Но не успел он прикрыть за собой дверь, как внезапная тревога погнала его обратно. А вдруг брошенное письмо еще продолжает тлеть? Вспыхнет огонь, начнется пожар… Действительно, по кромке обгоревшего листка еще вилась огненная змейка, и в темноте на испепеленной бумаге призрачно вспыхивали искорки. Когда погасла последняя искра, Тимар вышел. Пока он пробирался через переднюю и по длинному коридору до самого выхода, перед его глазами все время маячили какие-то призраки. Прикрыв левой рукой голову, он судорожно сжимал правой обнаженное лезвие стилета. Но никто не шел ему навстречу, никто не крался за ним по пятам. И только очутившись на улице, Тимар вздохнул полной грудью, страх уже не давил его. К нему вернулось былое мужество. Он торопливо зашагал по улице Рац, направляясь к берегу Дуная. Свежий, недавно выпавший снежок поскрипывал под ногами.
Среди льдов
Мороз сковал все верхнее течение Дуная, до самого города Пожонь, и по льду идти было безопасно. Но чтобы пробраться из Комарома в расположенный на другом берегу поселок Уй-Сёнь, пришлось сделать большой крюк, огибая остров. Здесь на песчаных мелях летом промывали золото, а в зимнюю пору громоздились льдины.
Приметив на горизонте Монастырский холм, на вершине которого стояла его дача, Тимар решил идти в этом направлении.
Но тут возникла неожиданная помеха. Тимар надеялся на ясную, звездную ночь, но, когда он добрался до Дуная, оба берега уже застилал туман. Сперва мгла была легкая и прозрачная, но едва Тимар ступил на лед и стал искать перехода, туман так сгустился, что в трех шагах ничего нельзя было разглядеть.
Осторожность требовала немедленно повернуть назад. Но Тимар не склонен был сейчас прислушиваться к голосу рассудка.
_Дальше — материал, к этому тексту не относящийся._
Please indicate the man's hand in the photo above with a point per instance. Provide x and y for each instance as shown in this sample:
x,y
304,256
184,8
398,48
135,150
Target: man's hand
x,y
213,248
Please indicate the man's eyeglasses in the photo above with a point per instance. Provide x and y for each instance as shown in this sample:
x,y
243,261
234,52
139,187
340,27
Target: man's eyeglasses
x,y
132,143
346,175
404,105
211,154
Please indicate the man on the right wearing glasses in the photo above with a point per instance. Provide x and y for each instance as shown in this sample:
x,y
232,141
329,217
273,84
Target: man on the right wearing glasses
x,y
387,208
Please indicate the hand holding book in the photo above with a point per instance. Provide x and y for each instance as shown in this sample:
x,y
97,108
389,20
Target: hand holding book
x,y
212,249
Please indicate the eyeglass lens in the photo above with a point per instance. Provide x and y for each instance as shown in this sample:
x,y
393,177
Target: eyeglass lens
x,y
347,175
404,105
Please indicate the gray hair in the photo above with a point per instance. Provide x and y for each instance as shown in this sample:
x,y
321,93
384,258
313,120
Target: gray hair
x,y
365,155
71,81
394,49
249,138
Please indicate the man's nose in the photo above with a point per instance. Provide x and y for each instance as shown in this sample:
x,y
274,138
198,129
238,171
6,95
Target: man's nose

Упрямец во что бы то ни стало решил пересечь реку и дойти до цели.
Ночь выдалась темная, а переход выше острова, где Дунай особенно широк, был чрезвычайно труден. Громоздившиеся друг на друга ледяные глыбы образовали огромные завалы, их причудливые очертания были похожи на горные хребты.
Пытаясь обойти эти неприступные заторы, Тимар вдруг понял, что заблудился. Ручные часы с репетицией прозвонили три четверти третьего. По времени ему уже давно пора было выбраться на другой берег, а он все еще толчется посредине реки. Туман явно сбил его с пути!
Сколько ни прислушивался Тимар, из ночной тьмы не доносилось ни единого звука, не слышно было даже собачьего лая. Очевидно, он не только не приблизился к Уй-Сёнь, а наоборот, все более удалялся от него, шел вдоль реки, вместо того чтобы идти поперек.